Il Salone del mobile è stato rinviato di un anno

Lecco. «Salone del mobile

Il rinvio, decisione giusta»

L’imprenditore Romeo Sozzi: «Scelta salutare Consente di fare le cose al meglio a tempo debito Questo è il momento di pensare guardando lontano»

«Spostare il Salone del mobile all’anno prossimo è stata una decisione giusta». Romeo Sozzi, alla guida di Sozzi Arredamenti con sede a Valmadrera, da lui fondata nel 1985, ci dice di non aver giudicato positivamente il precedente slittamento del Salone dal mese di aprile a giugno e definisce il rinvio al 2021 una «scelta salutare che consente di fare le cose al meglio a tempo debito. Questo è il tempo di pensare guardando lontano».

A causa dell’emergenza coronavirus la cancellazione dell’edizione 2020 è stata decisa dal consiglio di amministrazione del Salone, che ha fissato la nuova data della settimana del design al 13-18 aprile 2021. La stima della perdita economica è valutata intorno al miliardo di euro, ma questo è il tempo in cui fare tutto ciò che serve per fermare la pandemia.

Sul rischio che la cancellazione della settimana del design faccia prendere strade diverse a relazioni e commesse nella filiera Sozzi ci dice che «forse potrà verificarsi qualche scivolone per chi vive soprattutto di fatturati realizzati attraverso il Salone. In proposito penso alle grandi aziende di mobili della Brianza».

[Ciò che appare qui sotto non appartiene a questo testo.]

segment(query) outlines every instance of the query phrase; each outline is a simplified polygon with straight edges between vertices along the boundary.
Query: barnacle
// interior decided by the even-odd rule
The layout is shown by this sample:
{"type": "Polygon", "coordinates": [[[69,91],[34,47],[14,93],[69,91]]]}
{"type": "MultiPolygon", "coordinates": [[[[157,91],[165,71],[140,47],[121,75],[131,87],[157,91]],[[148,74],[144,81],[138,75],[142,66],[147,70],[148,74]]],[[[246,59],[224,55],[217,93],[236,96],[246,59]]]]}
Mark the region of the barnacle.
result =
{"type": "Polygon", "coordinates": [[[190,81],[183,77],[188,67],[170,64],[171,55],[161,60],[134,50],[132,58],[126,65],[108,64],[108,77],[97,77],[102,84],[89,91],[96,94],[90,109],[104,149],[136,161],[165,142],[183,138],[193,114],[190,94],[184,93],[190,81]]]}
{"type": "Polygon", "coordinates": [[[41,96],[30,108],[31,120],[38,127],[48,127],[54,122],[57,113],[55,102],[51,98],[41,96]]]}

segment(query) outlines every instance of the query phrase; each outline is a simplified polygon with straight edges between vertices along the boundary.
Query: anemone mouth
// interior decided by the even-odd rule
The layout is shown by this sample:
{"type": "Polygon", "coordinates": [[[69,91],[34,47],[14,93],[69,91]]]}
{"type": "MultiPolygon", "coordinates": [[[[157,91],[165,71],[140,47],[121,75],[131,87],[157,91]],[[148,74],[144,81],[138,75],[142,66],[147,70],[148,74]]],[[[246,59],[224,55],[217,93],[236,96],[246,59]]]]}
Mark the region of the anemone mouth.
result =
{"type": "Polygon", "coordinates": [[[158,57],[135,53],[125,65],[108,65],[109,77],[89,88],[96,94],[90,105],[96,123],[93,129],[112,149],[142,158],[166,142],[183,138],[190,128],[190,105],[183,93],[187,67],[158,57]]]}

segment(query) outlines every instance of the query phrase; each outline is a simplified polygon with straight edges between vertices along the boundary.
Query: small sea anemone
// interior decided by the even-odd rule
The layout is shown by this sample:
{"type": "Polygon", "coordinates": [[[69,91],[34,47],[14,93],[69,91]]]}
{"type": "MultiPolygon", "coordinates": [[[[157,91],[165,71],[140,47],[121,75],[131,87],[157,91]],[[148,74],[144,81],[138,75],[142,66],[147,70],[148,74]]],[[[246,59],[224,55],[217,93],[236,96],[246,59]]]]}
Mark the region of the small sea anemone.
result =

Sozzi Arredamenti è un grande nome nel design di lusso, con radici nella tradizione ebanistica artigianale di quattro generazioni della famiglia Sozzi. È nota per la sua produzione a marchio Promemoria fondato da Sozzi nel 1988, con specializzazione negli arredi per interni di abitazioni e hotel di lusso, e Bottega Ghianda che da oltre due secoli produce complementi d’arredo artigianali di altissimo livello.

La società è presente sui mercati internazionali con flagship store a Milano, Londra, Parigi, Mosca, New York, Monaco e Amburgo ed esporta oltre il 90% della produzione in tutto il mondo. Nella filosofia aziendale oggi viene a maturazione un impegno iniziato tre anni fa per una produzione innovativa ed ecologica attraverso l’uso di legno o pannelli di sicura e certificata provenienza nel rispetto ecologico, in aggiunta a verniciatura ad acqua con ricette frutto di ricerca interna per consumare meno vernice e avere un prodotto il più possibile naturale. Una visione che ricade anche nella nuova collezione con pezzi di arredo che vanno da contenitori a nuovi divani «fabbricati nell’ottica – dice Sozzi – di non buttare ma di riutilizzare», quindi riciclabili e modificabili nelle dimensioni anche nelle situazioni di cambio di abitazione.

Lo slittamento del Salone «causerà al settore un costo grave – afferma Sozzi -, per cui speriamo che lo Stato dia una mano alle imprese, ma sono positivo sul fatto che le imprese del settore a emergenza finita riprendano la loro strada». La situazione di mercato Promemoria è sostenibile in quanto «per fortuna – conclude Sozzi – abbiamo in essere un portafoglio di ordini importante di cui dovremo evaderne un terzo entro un mese. Sul mercato abbiamo veramente grandi opportunità nel Far East e in Medioriente, mentre vediamo anche in clienti nuovi un forte riconoscimento del nostro saper fare».